Empedokles

Vikipedi, özgür ansiklopedi



Bu ansiklopedi maddesinin biçim olarak Vikipedi standartlarına ulaşması için elden geçirilmesi gerekmektedir.
Bu madde Ocak 2006 tarihinden beri etiketli olarak durmaktadır.Düzenleme yapıldıktan sonra bu not silinmelidir.


Sicilya adasının güney kıyılarında Akragas (ya da Agrigentum) şehrinin siyasî ortamında, çok sözü geçen bir ailedendir Empedokles. Filozof, bilim adamı ve şarlatan karışımı bir kişiliği vardır. Bilim adamı olarak, havanın ayrı bir töz olduğunu deneysel olarak kanıtlaması, nefes almanın mekaniği hakkındaki görüşleri, merkez kaç kuvvetinin kısmî izahı, ayın yansıyan ışıkla parıldadığı görüşü, bitkilerde cinsiyet olduğunu iddia etmesi, Dünya'nın küre biçiminde olduğunu ileri sürüşü, güneş tutulmasının mekaniği hakkındaki savları, ışığın bir yerden bir yere gitmesi için zaman geçmesi gerektiği konusundaki sözleri, önemli bir bilim adamı olduğunun kanıtlarıdır. Diğer bir enteresan yaklaşımı kan konusundadır. Empedokles'e göre kan, insan hayatının ana taşıyıcısı ve düşünmenin merkezidir. Temel ögeler kanda, en olgun biçimde bir araya gelmişlerdir. İnsanın tüm yetenekleri ise bu karışımın olgunluğuna bağlıdır.

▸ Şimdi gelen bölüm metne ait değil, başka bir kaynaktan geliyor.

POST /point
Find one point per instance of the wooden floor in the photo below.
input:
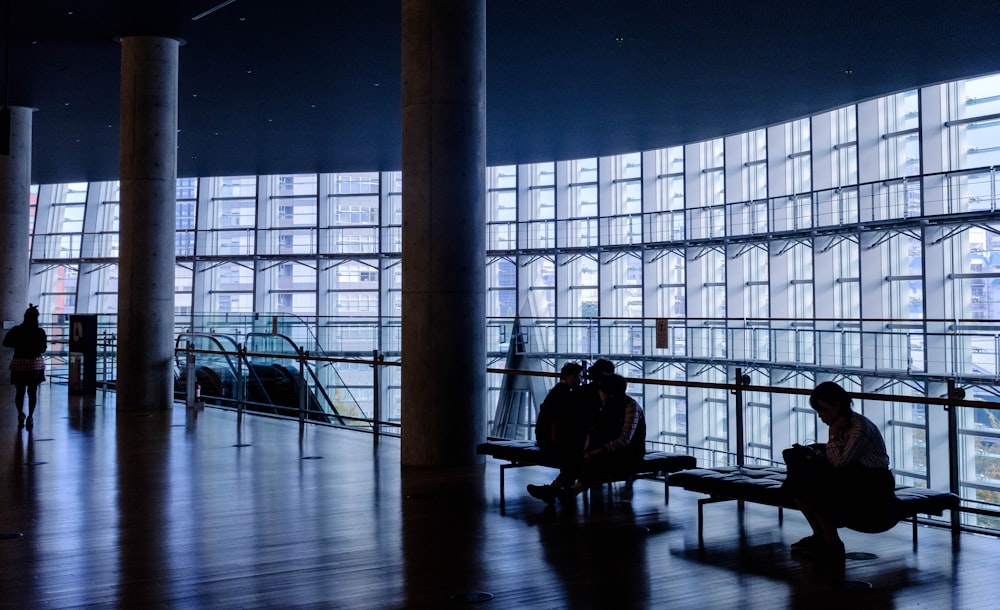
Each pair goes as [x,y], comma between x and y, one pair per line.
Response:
[197,509]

Din üzerindeki görüşleri ise Pythagoras'çıdır. "Orpheic" öğretiden de etkilendiği anlaşılan filozofumuz, sonunda işi, Tanrı olduğunu iddia etmeye kadar götürmüş, bunu kanıtlamak için kendisini Etna dağı kraterine atarak, ölmüştür.

Kendinden önceki doğa filozofları, su, ateş ve havayı temel töz (arkhe) olarak ayrı ayrı belirlemişlerdi. Empedokles bunlara bir de toprağı ekleyerek, ilk defa bir arada kullanan düşünür olmuştur. Ona göre bu dört temel eleman, sevgi ve uyuşmazlık / iticilik gücü ile birleşip ayrılırlar. Bir başka deyişle sevgi ve uyuşmazlık da, maddeyi meydana getiren asal tözlerdendir. Filozofumuzun bilimsel yetenekleri dışında en orijinal tarafı, değişmeyi açıklamak için sevgi ve uyuşmazlık ilkelerini kullanmış olmasıdır.

Dikkate değer bir diğer yönü, Platon'un ünlü mağara mytos'unu, ilk anlatan kişi oluşudur

Parmenides / Herakleitos zıtlığı, felsefeyi uzunca bir süre meşgul etmiştir.

Özetle Herakleitos;

1- Her şey değişiyor. (Her şey akar)

2- Bu yüzden duyumsal algılamalara güvenilebilir demekteyken;

Parmenides;

1- Hiç bir şey değişmez.

2- Bu yüzden duyumsal algılamalara güvenilemez tezini ileri sürmektedir.

Bu ikilemden (dilemma) felsefeyi kurtaran, Sicilyalı Empedokles (İ.Ö. 494 - 434) olmuştur. Empedokles'e göre Parmenides, Herakleitos zıtlığı, "özde tek bir madde" olduğu inancından kaynaklanmaktadır;

Düşünüre göre, her iki görüş de, kısmen doğru, kısmen yanlıştır.

1- Her şey değişmez;

2- Duyumsal algılamalara güvenmeliyiz, zira görüyoruz.